I don’t know if I am being spurred on by the lackluster economy, the New York Times article that I read interviewing people who lived through The Depression and the measures they took to survive, or thumbing through a few pages of Julia Child’s biography that inspired me to make this. I think it was a combination of all three. The article made me think of ways to use the food items that I have on hand along with inexpensive items procured at the grocery store. Julia Child always reminds me of onion and potato soups, savory soups that are luxurious while being thrifty at the same time. Root vegetables are the way to go. It’s “shabby chic”. Use whatever kinds of onions you have around. I used onions and leeks because that’s what I had. Who doesn’t want to have a crusty piece of bread or even better, a grilled cheese, savory and sweet to dip in a rich vegetable broth brimming and infused with caramelized onions spiked with bay leaf, pepper, and thyme?
This is also a ménage a trois of the Mediterranean, Middle East, and Latin America in that the onion soup is the sexy lady, the cheese and date syrup a hot guy hailing from Turkey, and the tortilla encasing the cheese and syrup the other participating Latin American female. Whoa, kinky but good, the flavor of course!
Kasseri is a medium hard cheese with a soft texture and a hard rind (think provolone in hardness) made of unpasteurized sheep’s milk with sometimes goat’s milk mixed in. The use of fresh unpasteurized milk is necessary to get the correct flavor/texture and it is aged for at least four months to develop the flavor. Traditionally, this cheese is eaten (I didn’t know this) in sandwiches or in the kasseropita pie (Turkish cheese pie).
French Onion Soup
2 tblsp x vir ol oil
3 lbs onions and/or leeks (finely sliced)
1 tblsp balsamic vinegar
8 c low sodium vegetable stock
1 bay leaf
½ tsp dried thyme or Herbs de Provence
10 white or black peppercorns
1 tblsp Dijon mustard
salt and pepper
In a large heavy stockpot heat oil over medium high heat and add the onions and stir till coated. Add a pinch of salt and few grinds of pepper. Reduce the heat to low and cook, stirring every now and again until the onions are soft and caramelized (nice and brown) for about 40 minutes. Add the balsamic vinegar and then add the stock, bay leaf, thyme or Herbs de Provence, and peppercorns. Bring to a boil, cover partially, reduce heat to low, and cook until reduced by about a fourth (about 20-30 minutes) and sort of thick ( there are a lot of onions in relation to the broth). Adjust for seasoning and add more salt and pepper.

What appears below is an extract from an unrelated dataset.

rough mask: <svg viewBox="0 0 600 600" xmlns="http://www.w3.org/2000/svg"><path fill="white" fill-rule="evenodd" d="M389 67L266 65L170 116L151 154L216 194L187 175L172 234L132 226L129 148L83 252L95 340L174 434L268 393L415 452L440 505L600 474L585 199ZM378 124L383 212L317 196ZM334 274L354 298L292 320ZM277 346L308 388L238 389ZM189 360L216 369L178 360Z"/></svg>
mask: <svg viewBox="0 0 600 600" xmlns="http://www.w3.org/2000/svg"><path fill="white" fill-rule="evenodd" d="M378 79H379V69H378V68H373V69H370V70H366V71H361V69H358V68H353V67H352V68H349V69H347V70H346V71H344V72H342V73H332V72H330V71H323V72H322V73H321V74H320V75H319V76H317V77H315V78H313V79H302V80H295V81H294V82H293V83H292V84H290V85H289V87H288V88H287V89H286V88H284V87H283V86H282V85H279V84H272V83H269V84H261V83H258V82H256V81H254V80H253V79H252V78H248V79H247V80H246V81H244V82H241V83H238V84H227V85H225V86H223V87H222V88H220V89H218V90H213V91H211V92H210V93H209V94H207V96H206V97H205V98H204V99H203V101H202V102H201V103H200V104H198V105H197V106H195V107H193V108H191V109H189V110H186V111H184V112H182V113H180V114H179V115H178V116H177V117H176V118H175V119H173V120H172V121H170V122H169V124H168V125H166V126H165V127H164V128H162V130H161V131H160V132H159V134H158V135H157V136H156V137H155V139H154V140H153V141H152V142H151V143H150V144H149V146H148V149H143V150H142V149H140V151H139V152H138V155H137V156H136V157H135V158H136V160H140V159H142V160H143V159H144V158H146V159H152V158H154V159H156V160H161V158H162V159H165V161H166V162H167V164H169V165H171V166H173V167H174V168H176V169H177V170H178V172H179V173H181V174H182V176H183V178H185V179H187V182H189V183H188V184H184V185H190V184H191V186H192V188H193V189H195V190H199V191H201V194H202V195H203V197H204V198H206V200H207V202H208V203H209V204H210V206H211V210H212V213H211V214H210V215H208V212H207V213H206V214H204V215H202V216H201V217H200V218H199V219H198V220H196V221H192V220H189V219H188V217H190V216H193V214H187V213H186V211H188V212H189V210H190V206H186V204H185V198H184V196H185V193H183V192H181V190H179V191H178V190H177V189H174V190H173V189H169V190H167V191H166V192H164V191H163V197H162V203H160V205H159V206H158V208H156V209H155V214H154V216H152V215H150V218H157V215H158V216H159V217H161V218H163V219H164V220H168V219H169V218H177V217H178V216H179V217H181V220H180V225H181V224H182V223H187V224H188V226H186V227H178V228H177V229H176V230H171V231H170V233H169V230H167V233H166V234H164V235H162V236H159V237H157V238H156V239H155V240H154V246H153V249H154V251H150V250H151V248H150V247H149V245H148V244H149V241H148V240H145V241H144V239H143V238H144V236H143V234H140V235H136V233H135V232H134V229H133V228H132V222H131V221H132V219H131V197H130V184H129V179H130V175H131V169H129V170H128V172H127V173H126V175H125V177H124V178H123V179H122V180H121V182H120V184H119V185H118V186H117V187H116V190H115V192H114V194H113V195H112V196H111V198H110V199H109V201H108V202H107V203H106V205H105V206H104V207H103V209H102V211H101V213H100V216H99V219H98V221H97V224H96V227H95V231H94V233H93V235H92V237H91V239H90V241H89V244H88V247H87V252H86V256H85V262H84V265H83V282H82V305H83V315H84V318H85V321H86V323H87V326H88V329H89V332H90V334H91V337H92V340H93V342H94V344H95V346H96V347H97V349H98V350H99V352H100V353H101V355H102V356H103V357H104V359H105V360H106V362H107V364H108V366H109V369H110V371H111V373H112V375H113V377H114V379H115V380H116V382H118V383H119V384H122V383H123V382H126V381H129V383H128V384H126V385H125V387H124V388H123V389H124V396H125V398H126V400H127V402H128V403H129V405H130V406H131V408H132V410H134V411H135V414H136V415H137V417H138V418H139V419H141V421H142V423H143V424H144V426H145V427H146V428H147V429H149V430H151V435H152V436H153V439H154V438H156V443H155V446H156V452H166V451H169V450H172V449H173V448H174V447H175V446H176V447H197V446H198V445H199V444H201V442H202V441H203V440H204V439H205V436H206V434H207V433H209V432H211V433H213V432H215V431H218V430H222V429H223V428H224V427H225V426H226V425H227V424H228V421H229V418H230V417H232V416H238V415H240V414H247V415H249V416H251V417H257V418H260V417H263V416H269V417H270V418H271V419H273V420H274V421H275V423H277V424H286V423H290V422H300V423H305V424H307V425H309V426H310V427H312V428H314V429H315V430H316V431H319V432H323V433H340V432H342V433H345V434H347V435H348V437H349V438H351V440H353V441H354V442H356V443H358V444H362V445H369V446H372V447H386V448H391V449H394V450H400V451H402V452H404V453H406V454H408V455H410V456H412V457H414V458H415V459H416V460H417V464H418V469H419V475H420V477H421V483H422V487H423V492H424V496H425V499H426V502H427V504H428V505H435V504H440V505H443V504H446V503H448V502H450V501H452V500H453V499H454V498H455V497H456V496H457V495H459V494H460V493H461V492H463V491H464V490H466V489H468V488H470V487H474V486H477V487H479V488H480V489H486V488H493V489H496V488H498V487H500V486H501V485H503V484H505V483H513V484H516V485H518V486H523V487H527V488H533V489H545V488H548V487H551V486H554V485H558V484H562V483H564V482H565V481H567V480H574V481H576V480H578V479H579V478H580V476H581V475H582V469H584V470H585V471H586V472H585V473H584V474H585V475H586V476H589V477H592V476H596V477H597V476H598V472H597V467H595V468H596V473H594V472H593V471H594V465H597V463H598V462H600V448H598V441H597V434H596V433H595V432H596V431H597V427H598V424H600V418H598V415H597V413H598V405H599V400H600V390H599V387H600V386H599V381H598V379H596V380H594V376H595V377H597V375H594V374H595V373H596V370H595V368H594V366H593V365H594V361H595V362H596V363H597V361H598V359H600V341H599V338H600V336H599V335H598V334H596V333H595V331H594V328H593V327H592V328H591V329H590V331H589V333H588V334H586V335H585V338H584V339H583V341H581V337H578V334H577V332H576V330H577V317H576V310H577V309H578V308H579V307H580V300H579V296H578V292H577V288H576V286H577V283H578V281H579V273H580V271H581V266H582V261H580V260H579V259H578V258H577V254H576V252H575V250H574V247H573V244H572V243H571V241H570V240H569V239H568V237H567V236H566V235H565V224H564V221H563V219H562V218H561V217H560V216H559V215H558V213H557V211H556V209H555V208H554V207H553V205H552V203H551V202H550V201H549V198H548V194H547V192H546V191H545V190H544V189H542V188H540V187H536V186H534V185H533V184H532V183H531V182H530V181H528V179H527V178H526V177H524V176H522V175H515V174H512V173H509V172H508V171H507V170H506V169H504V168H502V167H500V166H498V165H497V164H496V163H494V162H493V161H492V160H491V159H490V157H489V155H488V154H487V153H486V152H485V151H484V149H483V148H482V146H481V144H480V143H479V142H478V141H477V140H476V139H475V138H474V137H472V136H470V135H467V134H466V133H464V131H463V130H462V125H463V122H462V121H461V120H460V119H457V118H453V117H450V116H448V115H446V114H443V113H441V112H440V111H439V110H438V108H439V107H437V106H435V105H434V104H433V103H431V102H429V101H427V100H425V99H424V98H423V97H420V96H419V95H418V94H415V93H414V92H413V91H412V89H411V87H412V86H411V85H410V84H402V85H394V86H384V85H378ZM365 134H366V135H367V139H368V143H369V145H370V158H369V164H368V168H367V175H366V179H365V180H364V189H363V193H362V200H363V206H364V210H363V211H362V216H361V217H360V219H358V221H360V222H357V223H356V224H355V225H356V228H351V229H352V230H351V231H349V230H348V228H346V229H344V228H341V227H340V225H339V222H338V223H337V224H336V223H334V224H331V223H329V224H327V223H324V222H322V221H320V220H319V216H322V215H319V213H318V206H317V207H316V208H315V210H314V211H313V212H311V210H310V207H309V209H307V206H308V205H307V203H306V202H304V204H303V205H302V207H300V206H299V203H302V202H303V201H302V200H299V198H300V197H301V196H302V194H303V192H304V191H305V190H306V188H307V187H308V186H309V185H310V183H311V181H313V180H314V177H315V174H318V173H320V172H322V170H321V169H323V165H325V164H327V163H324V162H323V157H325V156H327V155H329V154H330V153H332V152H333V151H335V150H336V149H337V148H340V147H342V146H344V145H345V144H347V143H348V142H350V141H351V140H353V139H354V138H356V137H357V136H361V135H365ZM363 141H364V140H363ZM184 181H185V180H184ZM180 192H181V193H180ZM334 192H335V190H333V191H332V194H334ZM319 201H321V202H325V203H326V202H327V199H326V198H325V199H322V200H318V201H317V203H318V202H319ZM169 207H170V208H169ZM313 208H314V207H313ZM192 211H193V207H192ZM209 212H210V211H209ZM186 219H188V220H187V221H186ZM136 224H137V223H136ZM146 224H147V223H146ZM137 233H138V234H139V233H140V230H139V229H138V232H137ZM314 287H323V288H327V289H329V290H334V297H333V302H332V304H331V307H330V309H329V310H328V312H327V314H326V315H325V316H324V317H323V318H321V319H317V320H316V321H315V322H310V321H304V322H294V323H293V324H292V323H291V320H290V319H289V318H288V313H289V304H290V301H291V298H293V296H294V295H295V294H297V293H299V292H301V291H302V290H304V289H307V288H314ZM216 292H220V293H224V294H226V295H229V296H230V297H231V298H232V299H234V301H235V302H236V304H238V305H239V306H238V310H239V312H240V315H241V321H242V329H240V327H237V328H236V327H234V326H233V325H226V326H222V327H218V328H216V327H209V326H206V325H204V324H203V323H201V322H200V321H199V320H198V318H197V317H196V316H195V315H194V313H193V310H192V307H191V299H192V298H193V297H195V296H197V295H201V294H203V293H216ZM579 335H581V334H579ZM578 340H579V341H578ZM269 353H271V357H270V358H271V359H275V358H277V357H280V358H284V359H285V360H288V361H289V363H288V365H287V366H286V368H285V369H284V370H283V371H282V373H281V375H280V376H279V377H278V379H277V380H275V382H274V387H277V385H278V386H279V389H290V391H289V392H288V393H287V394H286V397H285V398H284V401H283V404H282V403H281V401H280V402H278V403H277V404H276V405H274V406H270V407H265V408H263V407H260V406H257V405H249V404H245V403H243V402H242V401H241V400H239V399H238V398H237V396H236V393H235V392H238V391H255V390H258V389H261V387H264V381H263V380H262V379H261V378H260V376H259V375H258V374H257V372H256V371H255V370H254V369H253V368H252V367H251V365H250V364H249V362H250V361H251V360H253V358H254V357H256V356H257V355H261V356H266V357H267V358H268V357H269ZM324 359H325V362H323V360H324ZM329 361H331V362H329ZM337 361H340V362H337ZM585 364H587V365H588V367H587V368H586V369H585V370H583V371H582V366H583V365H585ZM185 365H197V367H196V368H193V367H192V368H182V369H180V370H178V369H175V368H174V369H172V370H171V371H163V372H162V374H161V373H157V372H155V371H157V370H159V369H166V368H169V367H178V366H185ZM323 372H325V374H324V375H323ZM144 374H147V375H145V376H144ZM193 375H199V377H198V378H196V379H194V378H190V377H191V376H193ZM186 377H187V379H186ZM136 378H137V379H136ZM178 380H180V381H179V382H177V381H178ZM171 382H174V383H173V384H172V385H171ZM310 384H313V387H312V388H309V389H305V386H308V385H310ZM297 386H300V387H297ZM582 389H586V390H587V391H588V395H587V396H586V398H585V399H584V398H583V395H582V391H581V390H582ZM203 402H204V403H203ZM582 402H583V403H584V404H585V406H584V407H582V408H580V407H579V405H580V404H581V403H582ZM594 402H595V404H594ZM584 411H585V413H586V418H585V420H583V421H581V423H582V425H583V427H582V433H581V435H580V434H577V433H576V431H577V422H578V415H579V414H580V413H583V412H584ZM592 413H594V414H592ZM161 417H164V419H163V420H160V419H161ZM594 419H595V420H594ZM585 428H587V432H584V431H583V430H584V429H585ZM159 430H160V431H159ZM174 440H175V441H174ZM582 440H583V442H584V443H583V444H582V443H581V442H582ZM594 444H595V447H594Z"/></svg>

Turkish Cheese and Date Syrup Quesadilla
This is very versatile to say the least. Change the bread up or use a different kind of cheese. Use honey or agave instead of the date syrup. I found the Turkish cheese at a local Turkish restaurant/market and the date syrup at Fairway but use what you have!
2 whole-wheat quesadillas
Thin slices of Turkish cheese to cover 1 quesadilla
1 tsp date syrup (or to your taste)
Cover one quesadilla with the slices of cheese. Dribble the syrup over the cheese and top with the other quesadilla. Pan fry in a skillet over medium heat with a bit of olive oil until cheese has melted. Flip once. Cut in wedges and serve along with soup or on its own.